Observability
Yosoi instruments every pipeline with Langfuse△ via OpenTelemetry. The mapping is deliberate so the Langfuse UI tells a coherent story without configuration.
Why Langfuse (and only Langfuse)
Yosoi is opinionated: Langfuse is the supported observability backend, and there are no plans to ship Yosoi-side adapters for other tools. The reason is that everything past obs.span(...) is calibrated to how Langfuse models sessions, users, and tags: the per-(sub)domain user_id, the enqueue detached span, the langfuse.observation.input / output panel attributes, the gen_ai.* cost mapping, the local Docker stack on ClickHouse. Adding “first-class” support for a second tool would mean either re-implementing those abstractions or shipping a thinner integration that drops the polish; neither is worth the maintenance.
That said, Yosoi sits on OpenTelemetry under the hood, and pydantic-ai (which we use for LLM calls) emits standard OTel spans. If you want to ship those spans somewhere else (Honeycomb, Datadog, Grafana Tempo, Jaeger, an OTLP collector), pydantic-ai’s built-in OTel exporters will take you there; see the pydantic-ai instrumentation docs for the patterns. You will get the LLM spans (model, tokens, prompt, response) but you will not get Yosoi’s session / user / tag mapping, the enqueue detached-span trick, or the input/output trace-panel enrichment, since all of that is wired through yosoi.utils.observability against the Langfuse SDK. We’re happy to take PRs that fix bugs in the Langfuse path, but new exporter integrations are out of scope.
The mapping
| Langfuse concept | Yosoi mapping |
|---|---|
| Session | One CLI invocation or script process.

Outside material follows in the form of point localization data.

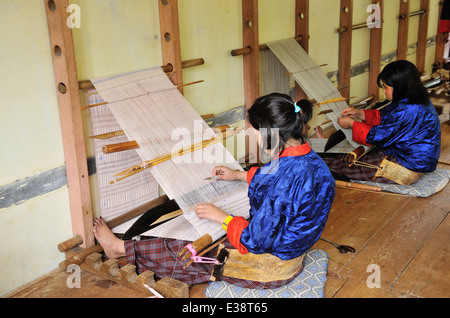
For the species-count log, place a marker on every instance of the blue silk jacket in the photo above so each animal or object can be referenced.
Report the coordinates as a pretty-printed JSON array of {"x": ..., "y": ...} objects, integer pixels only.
[
  {"x": 290, "y": 200},
  {"x": 412, "y": 133}
]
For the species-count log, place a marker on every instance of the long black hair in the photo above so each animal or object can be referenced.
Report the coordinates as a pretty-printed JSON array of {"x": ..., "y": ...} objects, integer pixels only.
[
  {"x": 404, "y": 77},
  {"x": 279, "y": 119}
]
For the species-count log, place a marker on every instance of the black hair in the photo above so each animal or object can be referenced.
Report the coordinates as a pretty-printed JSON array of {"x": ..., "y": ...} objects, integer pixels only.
[
  {"x": 278, "y": 112},
  {"x": 404, "y": 77}
]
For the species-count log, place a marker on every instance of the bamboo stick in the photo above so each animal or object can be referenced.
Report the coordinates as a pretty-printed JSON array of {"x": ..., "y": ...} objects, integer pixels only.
[
  {"x": 166, "y": 68},
  {"x": 105, "y": 103},
  {"x": 150, "y": 163},
  {"x": 346, "y": 184}
]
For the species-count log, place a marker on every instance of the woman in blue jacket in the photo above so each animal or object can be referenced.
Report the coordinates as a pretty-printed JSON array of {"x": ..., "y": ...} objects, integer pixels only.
[
  {"x": 291, "y": 196},
  {"x": 290, "y": 199},
  {"x": 407, "y": 131}
]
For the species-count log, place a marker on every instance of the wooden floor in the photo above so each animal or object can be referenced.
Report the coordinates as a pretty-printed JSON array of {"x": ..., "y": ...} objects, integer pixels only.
[{"x": 406, "y": 238}]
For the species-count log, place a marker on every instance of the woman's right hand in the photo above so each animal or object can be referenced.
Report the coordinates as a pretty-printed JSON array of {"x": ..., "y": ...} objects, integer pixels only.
[
  {"x": 224, "y": 173},
  {"x": 353, "y": 113}
]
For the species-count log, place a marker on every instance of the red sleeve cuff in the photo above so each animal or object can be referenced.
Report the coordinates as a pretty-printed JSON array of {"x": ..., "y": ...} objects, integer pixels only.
[
  {"x": 373, "y": 117},
  {"x": 235, "y": 229},
  {"x": 251, "y": 174},
  {"x": 360, "y": 131}
]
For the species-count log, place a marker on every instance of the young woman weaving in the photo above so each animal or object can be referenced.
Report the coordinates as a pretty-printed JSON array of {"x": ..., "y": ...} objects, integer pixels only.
[
  {"x": 407, "y": 131},
  {"x": 290, "y": 199}
]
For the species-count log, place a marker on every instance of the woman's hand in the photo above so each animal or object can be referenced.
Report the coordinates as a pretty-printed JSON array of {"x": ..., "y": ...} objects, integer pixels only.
[
  {"x": 224, "y": 173},
  {"x": 354, "y": 113},
  {"x": 211, "y": 212},
  {"x": 346, "y": 122}
]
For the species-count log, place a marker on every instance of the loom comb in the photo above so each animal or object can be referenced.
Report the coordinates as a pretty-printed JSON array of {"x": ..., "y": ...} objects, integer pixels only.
[{"x": 335, "y": 138}]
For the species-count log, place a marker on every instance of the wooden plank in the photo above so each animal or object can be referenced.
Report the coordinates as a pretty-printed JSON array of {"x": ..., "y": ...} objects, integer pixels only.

Every Pipeline created in the same process shares one session id. |
| Trace | One URL processed by Pipeline.scrape(url). Each URL gets exactly one root trace span. |
| User | The (sub)domain of that URL. shop.example.com, blog.example.com, and example.com are intentionally distinct user ids. |
| Tags | ['yosoi', 'cli'|'script'] on every session, [domain] on every trace, plus any custom tags from eval workflows. |
Diagram
process (session_id, tags=['yosoi', 'cli'|'script']) ├── url1 (trace, user_id=shop.example.com, tags=['shop.example.com']) │ └── fetch / clean / discover / verify / extract / save ├── url2 (trace, user_id=blog.example.com, tags=['blog.example.com']) │ └── … └── url3 (trace, user_id=example.com, tags=['example.com']) └── …Subdomains stay distinct
shop.example.com, blog.example.com, and the apex example.com are separate user ids by design. Subdomain isolation is the whole point: they often run different stacks and break differently. Yosoi does not roll subdomains up into an apex. If you need eTLD+1 aggregation (e.g. “everything under example.com regardless of subdomain”) you would need to add it explicitly with a public-suffix list; Yosoi does not ship that today.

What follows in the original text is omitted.